By Jacob K. Olupona | Go to book overview

Chapter 11

Vodou in the “Tenth Department”

New York’s Haitian community

Karen McCarthy Brown

The wave of Haitian migration to North America began in the late 1950s, when François Duvalier became President of Haiti, and by 1990 had carried 1 million persons to New York, Miami, Boston, Chicago, and Montreal. There are approximately 8 million Haitians and 500,000 of them live in greater New York, as well as the New York and New Jersey communities that participate in the life of the city. This is the largest Haitian diaspora community in the United States. The majority of Haitians serve the Vodou spirits. “Serving the spirits” is the more common expression among Haitians for what journalists and academics, as well as increasing numbers of Haitians themselves, call Vodou. 1

Vodou communities in New York are family-like networks connecting Haitians with one another and, at times, with members of other ethnic groups. These fictive kinship structures mimic the system of rights and obligations definitive of extended families in rural Haiti, where 80 per cent of Haitians still live. In New York, as in Haiti, Vodou priests and priestesses are known as “papa” and “manman”; their initiates are called “children of the house. ” The Vodou temple, often the leader’s home, functions as a social welfare center. It is a place to gather news about Haiti, process information about New York’s dangers and possibilities, and get moral support, perhaps even a small loan, when in trouble. Vodou families in New York City are key to the survival strategies of Haitians. Their function is related to that of Vodou families in Port-au-Prince, where traditional religious ties tend to compensate urban dwellers for the loss of contact with the land and with the built-in security of the extended family.
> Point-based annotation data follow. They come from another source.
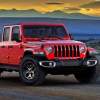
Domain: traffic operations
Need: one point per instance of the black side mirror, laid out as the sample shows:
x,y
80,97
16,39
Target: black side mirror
x,y
71,37
16,38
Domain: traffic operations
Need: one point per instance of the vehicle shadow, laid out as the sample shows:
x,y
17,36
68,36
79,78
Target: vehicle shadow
x,y
51,80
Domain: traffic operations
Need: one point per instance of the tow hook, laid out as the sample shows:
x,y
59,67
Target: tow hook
x,y
47,64
91,62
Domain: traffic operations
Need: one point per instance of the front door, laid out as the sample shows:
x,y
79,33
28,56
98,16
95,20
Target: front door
x,y
4,46
14,48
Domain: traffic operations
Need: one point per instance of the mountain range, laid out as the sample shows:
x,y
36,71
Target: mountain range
x,y
54,14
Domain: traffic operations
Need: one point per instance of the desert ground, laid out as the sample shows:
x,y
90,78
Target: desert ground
x,y
54,88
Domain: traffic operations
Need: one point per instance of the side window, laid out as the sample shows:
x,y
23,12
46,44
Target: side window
x,y
16,34
6,34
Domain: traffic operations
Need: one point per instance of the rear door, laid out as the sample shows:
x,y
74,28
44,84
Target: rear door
x,y
14,47
4,45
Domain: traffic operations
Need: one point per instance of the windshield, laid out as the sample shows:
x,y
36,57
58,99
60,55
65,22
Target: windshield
x,y
44,31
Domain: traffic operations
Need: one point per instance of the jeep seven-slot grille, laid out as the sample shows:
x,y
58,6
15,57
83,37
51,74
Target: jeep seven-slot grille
x,y
66,51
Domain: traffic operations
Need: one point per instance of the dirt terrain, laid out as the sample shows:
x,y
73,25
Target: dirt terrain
x,y
54,88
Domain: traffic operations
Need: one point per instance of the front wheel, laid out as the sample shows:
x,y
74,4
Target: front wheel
x,y
87,75
30,73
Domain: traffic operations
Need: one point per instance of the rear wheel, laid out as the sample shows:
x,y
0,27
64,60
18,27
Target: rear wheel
x,y
1,71
30,73
87,75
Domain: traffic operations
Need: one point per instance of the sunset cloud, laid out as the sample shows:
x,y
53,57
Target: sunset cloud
x,y
89,7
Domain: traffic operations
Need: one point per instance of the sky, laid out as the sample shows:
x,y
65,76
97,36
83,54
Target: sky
x,y
88,7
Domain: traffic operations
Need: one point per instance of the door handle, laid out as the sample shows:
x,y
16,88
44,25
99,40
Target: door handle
x,y
10,46
3,46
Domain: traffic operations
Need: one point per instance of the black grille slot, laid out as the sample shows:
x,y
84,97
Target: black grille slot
x,y
66,51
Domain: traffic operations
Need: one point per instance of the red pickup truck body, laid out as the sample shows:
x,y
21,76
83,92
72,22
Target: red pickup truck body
x,y
49,45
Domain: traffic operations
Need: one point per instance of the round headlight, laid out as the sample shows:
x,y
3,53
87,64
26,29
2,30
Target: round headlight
x,y
82,49
49,49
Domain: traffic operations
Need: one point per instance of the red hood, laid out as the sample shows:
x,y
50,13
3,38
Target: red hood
x,y
46,42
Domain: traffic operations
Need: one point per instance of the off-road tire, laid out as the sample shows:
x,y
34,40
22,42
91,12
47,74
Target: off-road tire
x,y
39,74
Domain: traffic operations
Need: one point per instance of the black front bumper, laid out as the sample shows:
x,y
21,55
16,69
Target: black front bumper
x,y
88,62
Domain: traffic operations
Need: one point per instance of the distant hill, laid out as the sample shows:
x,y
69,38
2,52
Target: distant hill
x,y
94,4
54,14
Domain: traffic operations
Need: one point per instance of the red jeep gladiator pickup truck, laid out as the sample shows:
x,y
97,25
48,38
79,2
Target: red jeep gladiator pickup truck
x,y
37,49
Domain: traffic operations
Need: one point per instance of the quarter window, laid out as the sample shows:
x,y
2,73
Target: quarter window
x,y
15,33
6,34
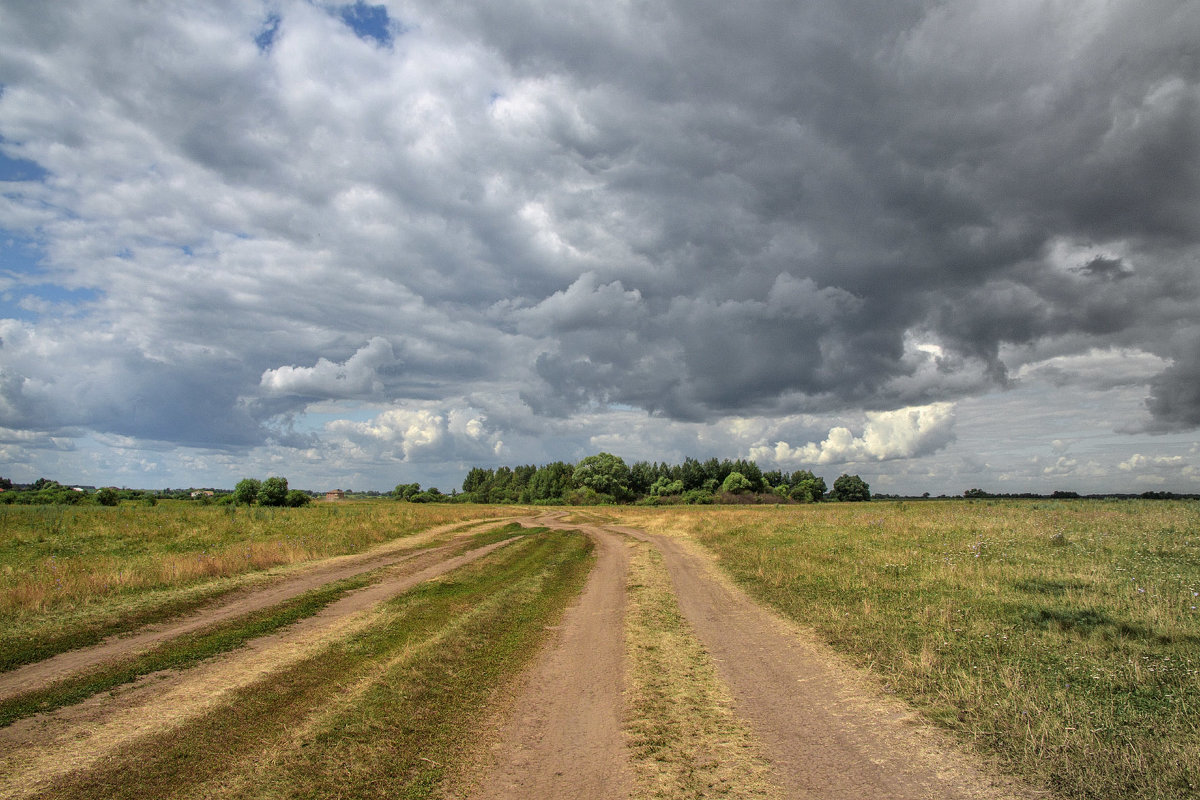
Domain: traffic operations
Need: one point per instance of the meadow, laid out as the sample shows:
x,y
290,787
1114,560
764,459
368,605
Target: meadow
x,y
1060,638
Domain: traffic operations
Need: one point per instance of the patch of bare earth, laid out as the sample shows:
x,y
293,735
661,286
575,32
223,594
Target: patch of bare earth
x,y
36,751
827,728
563,733
41,674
As a whole, the immigrant community in New York functions as an outpost of Haiti in North America. There are nine administrative districts, or “departments, ” in Haiti. Haitians in the United States like to call themselves the Tenth Department, and President Aristide appointed to his cabinet a minister for the Tenth Department. Thus Haitians living and practicing their religion in the United States are not so much immigrants, in the traditional sense of that term, as they are transnationals: 2 people with emotional, social, political, economic, and spiritual involvement in two places, and with the ability to move back and forth between these two places in order to make use of each to compensate for what the other lacks.

While Haitians in New York may suffer the melancholy that comes from being away from home, they do not suffer the trauma of cosmic proportions that their African ancestors did when they realized home was irrevocably lost. What makes the difference is that Haitians in New York City can go back home. Even the sizeable number who are undocumented aliens, and therefore cannot travel at the present time, live with the hope that this will not always be their condition.